Easyjet is leading the pack in terms of airline carbon emissions, a new study has shown.
The report into 20 of the world’s leading airlines from the Transition Pathway Initiative (TPI) at the London School of Economics found, however, that the industry is “failing to plan for long haul”.
Analysing CO2 levels per passenger kilometre for each carrier, the report found that Easyjet had the lowest emissions, both in 2017 and planning ahead for 2020. The low-cost airline is set to have 75g of CO2 per passenger kilometre by 2020; Alaska Air, in second place, had the figure at 87, while Qantas, in third, had 92.
The trio were noted for having carbon emissions in keeping with the 2C warming target set by the UN Paris agreement in 2015. IAG, the company which owns British Airways, ranked 12th, with a figure of 112.
At the other end of the table, Korean Air is expected to emit 172g of CO2 per passenger kilometre by 2020. The airline was reported to be out of alignment with international pledges on emissions, as were Japan Airlines and ANA Group, and Singapore Airlines, based on their 2017 data.
The report was produced with a view to inform environmental investors as to how airlines’ emission results might change up to 2025.
“The airline sector makes a significant and fast-growing contribution to climate change,” the report said. “Currently it accounts for two per cent of global CO2 emissions and 12 per cent of transport-related CO2.
“Landmark research of the corporate disclosures of 20 of the world’s largest listed airlines has found that their long-term targets appear to fall short of the Paris Agreement goal of limiting global warming to below 2C. None of the 20 airlines has a target that clearly specifies how it will reduce its own flight emissions after 2025.”
An airline’s performance in the ranking is down to a number of factors, including the efficiency of its fleet, its emissions strategy and its load factor.

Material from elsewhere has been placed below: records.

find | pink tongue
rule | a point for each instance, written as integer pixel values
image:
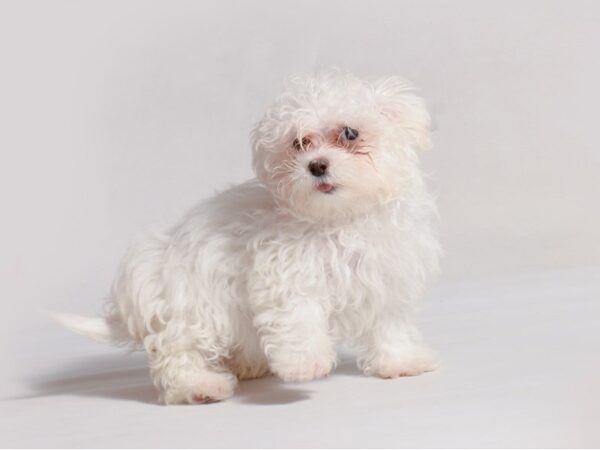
(325, 187)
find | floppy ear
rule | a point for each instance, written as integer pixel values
(397, 101)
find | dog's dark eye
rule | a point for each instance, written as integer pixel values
(301, 145)
(349, 133)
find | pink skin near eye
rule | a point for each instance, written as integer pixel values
(326, 188)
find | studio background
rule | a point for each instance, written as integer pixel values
(117, 117)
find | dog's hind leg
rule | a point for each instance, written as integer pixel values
(185, 376)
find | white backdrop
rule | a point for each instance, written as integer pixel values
(116, 117)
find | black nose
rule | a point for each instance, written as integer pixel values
(318, 167)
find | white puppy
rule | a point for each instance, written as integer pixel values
(331, 243)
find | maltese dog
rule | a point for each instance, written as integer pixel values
(331, 243)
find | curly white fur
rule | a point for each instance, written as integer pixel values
(270, 275)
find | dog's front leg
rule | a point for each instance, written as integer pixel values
(393, 349)
(294, 336)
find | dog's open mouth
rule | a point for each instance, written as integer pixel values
(326, 188)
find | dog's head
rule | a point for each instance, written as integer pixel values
(334, 145)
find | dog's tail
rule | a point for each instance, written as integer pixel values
(106, 330)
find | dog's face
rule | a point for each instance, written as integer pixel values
(335, 145)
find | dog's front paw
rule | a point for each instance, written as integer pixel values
(416, 361)
(301, 368)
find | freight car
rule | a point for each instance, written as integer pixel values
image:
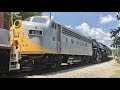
(42, 42)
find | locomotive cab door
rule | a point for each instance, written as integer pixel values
(58, 38)
(4, 60)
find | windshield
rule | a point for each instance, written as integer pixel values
(39, 20)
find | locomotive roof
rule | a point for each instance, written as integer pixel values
(48, 18)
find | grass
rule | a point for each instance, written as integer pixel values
(117, 73)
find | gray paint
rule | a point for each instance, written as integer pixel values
(46, 40)
(4, 37)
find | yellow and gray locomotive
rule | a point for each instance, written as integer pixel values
(42, 42)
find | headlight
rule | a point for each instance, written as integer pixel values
(17, 23)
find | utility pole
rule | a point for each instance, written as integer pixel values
(1, 19)
(50, 15)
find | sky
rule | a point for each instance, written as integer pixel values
(91, 24)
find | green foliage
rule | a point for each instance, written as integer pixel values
(115, 35)
(117, 73)
(18, 15)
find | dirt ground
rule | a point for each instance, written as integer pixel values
(102, 70)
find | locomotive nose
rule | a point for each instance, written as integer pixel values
(17, 23)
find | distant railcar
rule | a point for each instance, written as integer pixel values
(44, 42)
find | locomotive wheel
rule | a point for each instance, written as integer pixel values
(97, 59)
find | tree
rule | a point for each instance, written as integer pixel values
(115, 35)
(18, 15)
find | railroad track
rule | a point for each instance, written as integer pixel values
(47, 71)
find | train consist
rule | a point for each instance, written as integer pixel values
(42, 42)
(8, 55)
(39, 42)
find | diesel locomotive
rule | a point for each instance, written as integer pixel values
(42, 42)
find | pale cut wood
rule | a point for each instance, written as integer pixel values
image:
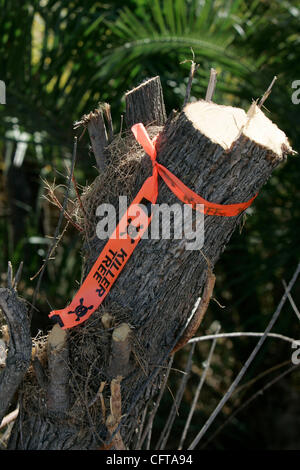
(145, 104)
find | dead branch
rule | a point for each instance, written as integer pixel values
(19, 351)
(195, 322)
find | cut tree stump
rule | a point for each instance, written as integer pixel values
(223, 154)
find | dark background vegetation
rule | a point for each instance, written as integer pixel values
(58, 60)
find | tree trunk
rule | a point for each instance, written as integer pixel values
(156, 292)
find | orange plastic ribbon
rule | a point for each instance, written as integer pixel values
(128, 233)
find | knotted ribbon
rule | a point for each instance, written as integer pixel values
(128, 233)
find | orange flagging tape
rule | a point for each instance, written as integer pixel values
(128, 233)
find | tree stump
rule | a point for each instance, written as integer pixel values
(223, 154)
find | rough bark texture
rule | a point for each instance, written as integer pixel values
(158, 288)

A spokesperson for Easyjet said its new A320/A321neo aircraft would produce 15 per cent less emissions than its previous generation of planes, and that it fills its planes “so that each flight is used productively”.

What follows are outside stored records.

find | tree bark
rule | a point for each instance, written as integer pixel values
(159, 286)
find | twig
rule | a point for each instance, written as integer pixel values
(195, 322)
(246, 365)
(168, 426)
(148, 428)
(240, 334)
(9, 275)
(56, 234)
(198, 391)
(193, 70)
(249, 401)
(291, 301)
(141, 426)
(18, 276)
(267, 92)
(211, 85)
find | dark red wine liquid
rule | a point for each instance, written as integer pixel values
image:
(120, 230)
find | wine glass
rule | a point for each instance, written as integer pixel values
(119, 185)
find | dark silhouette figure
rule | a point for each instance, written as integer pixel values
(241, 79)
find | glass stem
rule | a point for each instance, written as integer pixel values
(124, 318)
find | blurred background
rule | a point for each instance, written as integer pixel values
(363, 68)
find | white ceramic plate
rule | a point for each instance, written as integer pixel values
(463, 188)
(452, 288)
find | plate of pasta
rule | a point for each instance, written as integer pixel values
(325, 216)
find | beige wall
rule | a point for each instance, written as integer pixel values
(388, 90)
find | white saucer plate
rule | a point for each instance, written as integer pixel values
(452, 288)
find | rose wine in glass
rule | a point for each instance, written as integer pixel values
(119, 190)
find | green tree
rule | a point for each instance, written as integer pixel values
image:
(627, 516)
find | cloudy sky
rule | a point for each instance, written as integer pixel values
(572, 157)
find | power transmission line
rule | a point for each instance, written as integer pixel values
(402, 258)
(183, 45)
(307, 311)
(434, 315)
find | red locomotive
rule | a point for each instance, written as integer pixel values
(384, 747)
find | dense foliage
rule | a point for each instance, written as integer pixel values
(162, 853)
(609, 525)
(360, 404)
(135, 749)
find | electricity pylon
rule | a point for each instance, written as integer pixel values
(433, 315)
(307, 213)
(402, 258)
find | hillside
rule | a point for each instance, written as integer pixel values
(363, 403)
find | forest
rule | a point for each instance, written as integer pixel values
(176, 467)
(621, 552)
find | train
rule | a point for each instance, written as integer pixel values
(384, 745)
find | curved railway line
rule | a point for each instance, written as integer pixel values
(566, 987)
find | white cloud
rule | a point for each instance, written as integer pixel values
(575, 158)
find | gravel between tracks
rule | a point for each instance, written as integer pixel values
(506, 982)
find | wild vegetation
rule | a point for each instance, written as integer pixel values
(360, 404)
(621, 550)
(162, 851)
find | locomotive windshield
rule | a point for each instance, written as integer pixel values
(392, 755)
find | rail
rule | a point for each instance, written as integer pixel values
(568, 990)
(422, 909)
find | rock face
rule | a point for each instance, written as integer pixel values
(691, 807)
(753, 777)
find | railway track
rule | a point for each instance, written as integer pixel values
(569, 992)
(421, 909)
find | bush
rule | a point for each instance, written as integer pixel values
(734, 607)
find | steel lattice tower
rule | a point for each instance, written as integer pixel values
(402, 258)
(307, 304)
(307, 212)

“We are also supporting the development of technologies that will allow aviation to move away from aviation fuel,” the spokesperson added. “We are working with Wright Electric, which is aiming to build an all-electric commercial passenger jet within a decade. We believe this has the potential to be used on short-haul routes in Europe.”
The International Civil Aviation Organization (ICAO) told the BBC the industry’s carbon-cutting plans were “on track”, while Korean Air said that it and Singapore Airlines carry more freight – which was not taken into account – and leads to higher emissions.